Lying in plain sight and lapping against our shores is what scientists describe as an unsung hero that has been quietly absorbing heat and keeping the world’s temperatures under control. And over the approaching days, a gaggle of Canadian researchers hopes to steer the world that the ocean has a vital role to play in fighting climate change.
Prof. Anya Waite is leading a delegation from Dalhousie University’s Ocean Frontier Institute to attend the twenty seventh annual Conference of the Parties of the U.N. Framework Convention on Climate Change — higher generally known as COP27 — in Sharm el-Sheikh, Egypt, starting Sunday. They plan to share ways the deep blue carbon sink acts as a buffer and impacts climate forecasts.
Waite said most individuals know that rainforests are the lungs of the planet, keeping temperatures down and filtering the air.
“But oceans hold more carbon than all of the rainforests on Earth,” she said in an interview. “And deep blue carbon is carbon that’s held by the deep blue sea. So the open ocean, the high seas, which go all the way down to 4000 meters in depth ? they hold many of the carbon on Earth. And that’s something people really aren’t aware of.”
Scientists must understand the role oceans have played to this point in mitigating climate change, she said, noting it’s also essential for coastal communities to understand how they need to adapt to shifting conditions.
Oceans have absorbed 90 per cent of the earth’s heat emissions to date, Waite said. She credits oceans for the very fact the world has not yet blown through the goals set out within the Paris Agreement, the international climate pact that pledged to limit warming to below two degrees Celsius and curb it to 1.5 if possible.
But there’s a danger that these carbon sinks will turn to emitters because the waters warm, melting caps of frozen methane and other greenhouse gases that lie scattered on the ocean floor, she said.
“The capability of the ocean to soak up carbon is gently declining,” Waite said. “But then on top of that we’re seeing that there’s these ? extreme events or rare events that may potentially release carbon briefly notice. And we don’t really understand those.”
Scientists and communities are starting to grasp the importance of common shoreline features reminiscent of marshes, kelp forests and sea grass meadows that keep blue carbon rooted within the soil, she said.
Waite said such “blue carbon ecosystems” help retain emissions, along with enhancing biodiversity. But it surely is further offshore that the most important carbon stores are to be found, she said.
Changes in ocean temperatures also change water currents, she noted, adding melting glaciers from the Arctic put fresh water into the ocean and force marine animals to either relocate or adapt to their modified environments.
The endangered North Atlantic right whale, as an illustration, has moved from the Gulf of Maine it used to call home into the Gulf of St.

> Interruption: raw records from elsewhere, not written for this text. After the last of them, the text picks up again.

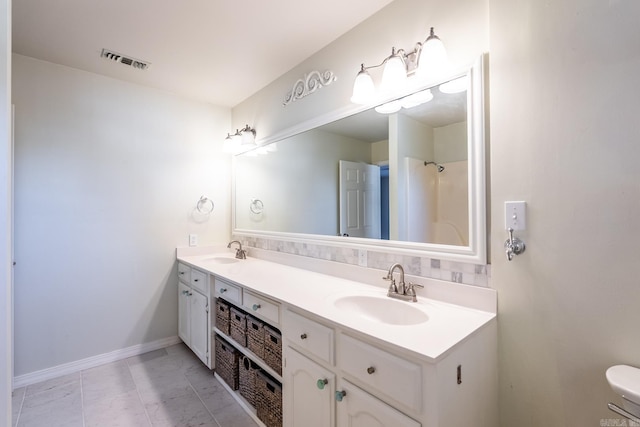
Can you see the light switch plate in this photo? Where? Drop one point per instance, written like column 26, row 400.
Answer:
column 515, row 215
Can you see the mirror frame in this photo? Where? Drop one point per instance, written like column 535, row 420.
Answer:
column 475, row 253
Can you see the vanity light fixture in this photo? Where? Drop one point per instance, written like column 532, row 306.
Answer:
column 427, row 60
column 243, row 138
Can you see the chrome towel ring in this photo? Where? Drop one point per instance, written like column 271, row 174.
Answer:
column 205, row 205
column 256, row 206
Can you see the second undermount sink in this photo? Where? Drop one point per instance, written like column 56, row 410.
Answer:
column 220, row 260
column 382, row 309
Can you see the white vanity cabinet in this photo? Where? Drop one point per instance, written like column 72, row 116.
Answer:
column 316, row 392
column 358, row 408
column 193, row 311
column 308, row 392
column 339, row 370
column 335, row 377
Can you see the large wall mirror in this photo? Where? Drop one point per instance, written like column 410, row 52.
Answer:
column 410, row 181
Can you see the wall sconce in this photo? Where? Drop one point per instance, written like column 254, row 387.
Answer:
column 427, row 60
column 243, row 138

Lawrence.
“There’s a complete lot more shipping within the St. Lawrence, and people animals at the moment are coming involved with ships far more often, bringing an already endangered species to the brink of collapse,” Waite said.
Shifts in ocean circulation and temperatures also change animal behaviour, sometimes causing them to maneuver in the hunt for more comfortable environs that ultimately put them at greater risk.

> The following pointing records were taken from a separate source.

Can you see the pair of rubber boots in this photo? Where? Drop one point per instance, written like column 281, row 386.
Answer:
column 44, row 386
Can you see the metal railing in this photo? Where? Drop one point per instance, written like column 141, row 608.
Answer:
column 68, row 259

Canada is uniquely positioned to tap into the ocean’s potential advantages, Waite said, noting the country is surrounded by wide open spaces of water on three sides. But though Canada has the posh of using the deep blue to balance its carbon output, she said the problem has received limited attention and financial resources to date.
“Climate change is basically a multi-billion dollar problem. And yet to watch and look after the oceans costs, way lower than that,” she said. “So a small investment can bring an infinite profit for humankind. The issue we’ve got is that the ocean is form of out of sight, out of mind.”
The issue we’ve got is that the ocean is form of out of sight, out of mind.”